This is already being done, there's a cookie and heuristics in place that will give you an easier captcha or occasionally skip it entirely. But 4chan really does have a couple (and I truly mean a small amount of super super dedicated users) of bad actors who constantly spam and try to work around any roadblocks given to annoy the rest of the userbase. You cannot give them a reliable way to spam no matter what. That's why there's now many country and region blocks in addition to your standard VPN/DC IP range blocks. Plus the Cloudflare check added a couple years ago.

1 more reply

blackjackfoe1y ago

Do a Web search for "4Chan CAPTCHA" sometime. All the top results will likely be people complaining about how terrible it is.
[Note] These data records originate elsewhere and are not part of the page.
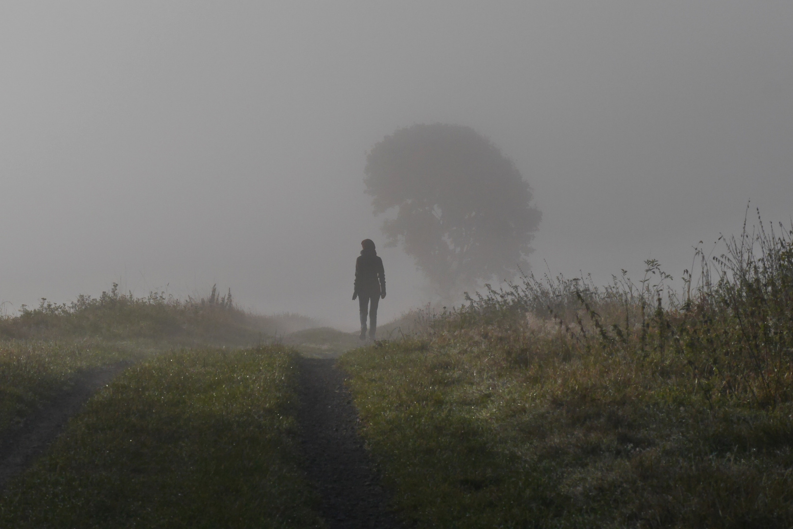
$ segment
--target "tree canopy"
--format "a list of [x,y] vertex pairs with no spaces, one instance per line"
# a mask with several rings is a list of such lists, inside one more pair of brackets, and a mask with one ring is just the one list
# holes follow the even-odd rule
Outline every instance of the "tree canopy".
[[511,159],[470,127],[436,123],[400,128],[366,157],[366,193],[400,243],[444,297],[526,266],[541,213]]

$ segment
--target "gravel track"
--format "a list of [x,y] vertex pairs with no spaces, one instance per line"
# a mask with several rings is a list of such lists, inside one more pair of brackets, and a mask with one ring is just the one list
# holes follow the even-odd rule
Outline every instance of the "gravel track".
[[298,419],[306,471],[331,529],[404,527],[389,511],[369,453],[344,374],[332,358],[302,358]]
[[69,417],[77,413],[99,388],[130,362],[120,362],[79,375],[71,388],[25,420],[21,427],[0,434],[0,492],[8,481],[30,466],[58,436]]

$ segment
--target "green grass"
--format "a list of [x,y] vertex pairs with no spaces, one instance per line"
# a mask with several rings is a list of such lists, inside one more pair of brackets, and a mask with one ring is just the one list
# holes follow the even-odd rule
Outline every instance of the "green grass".
[[98,340],[0,342],[0,435],[57,397],[81,373],[144,355],[140,347]]
[[100,390],[0,502],[0,527],[321,527],[299,470],[296,356],[182,351]]
[[308,358],[335,358],[342,353],[361,347],[357,333],[343,332],[330,327],[297,331],[286,335],[284,343],[293,347]]
[[638,285],[529,277],[416,338],[345,354],[404,516],[793,527],[791,236],[731,240],[679,301],[661,302],[654,261]]

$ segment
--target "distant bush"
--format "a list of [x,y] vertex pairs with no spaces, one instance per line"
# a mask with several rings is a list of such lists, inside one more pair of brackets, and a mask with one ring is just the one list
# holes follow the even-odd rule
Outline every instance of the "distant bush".
[[528,275],[343,356],[408,520],[793,527],[793,229],[725,243],[682,291]]
[[163,292],[145,297],[118,291],[113,283],[99,297],[81,294],[70,304],[45,298],[37,308],[22,305],[16,317],[0,319],[0,336],[53,339],[92,336],[107,339],[185,339],[251,343],[274,332],[266,316],[241,310],[231,290],[220,296],[213,286],[206,298],[181,301]]
[[[511,355],[531,360],[528,343],[561,332],[571,351],[599,350],[638,361],[680,363],[692,389],[711,402],[737,398],[758,406],[793,401],[793,228],[751,232],[725,240],[684,287],[649,259],[634,282],[623,270],[611,285],[591,278],[524,276],[520,284],[467,297],[468,305],[435,318],[435,332],[493,325],[512,331]],[[523,338],[521,338],[523,336]],[[514,343],[523,345],[517,346]],[[523,342],[521,341],[523,340]]]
You're certainly not alone.

The worst part about the countdown: if you wait too long to make a post after waiting the 10 minutes (eg: you get distracted,) it will expire, and you have to wait another 10 minutes.

scrlk1y ago

The addition of the post countdown has had a pretty noticeable effect on posts/day across multiple boards: https://4stats.io/

When an earlier version was trialled on /biz/ (mandatory email verification - https://warosu.org/biz/thread/58388587), it nuked the board and it hasn't recovered.

shortrounddev21y ago

They had a gigantic spam problem, captcha saved the site

raincole1y ago

- Obscure proprietary algorithm decides what you read

- Obscure CAPTCHA and other anti-spam features

- Pay to post

Choose one.

1 more reply

paulpauper1y ago

then how does Reddit and Twitter work without such an obnoxious captcha? I find it hard to believe those sites get less spam. Or any other community.

mikeyouse1y ago

You need accounts with unique emails to post everywhere else, and those sites are massive with hundreds/thousands of devs, some of whom work exclusively on anti-spam. If you make a site immune to advertising revenue and any other source of profit, you’re going to struggle to pay for “internet-scale” efforts.

RockRobotRock1y ago

First, they aren't anonymous. It's a lot more friction when you have to generate an account (which also requires a captcha).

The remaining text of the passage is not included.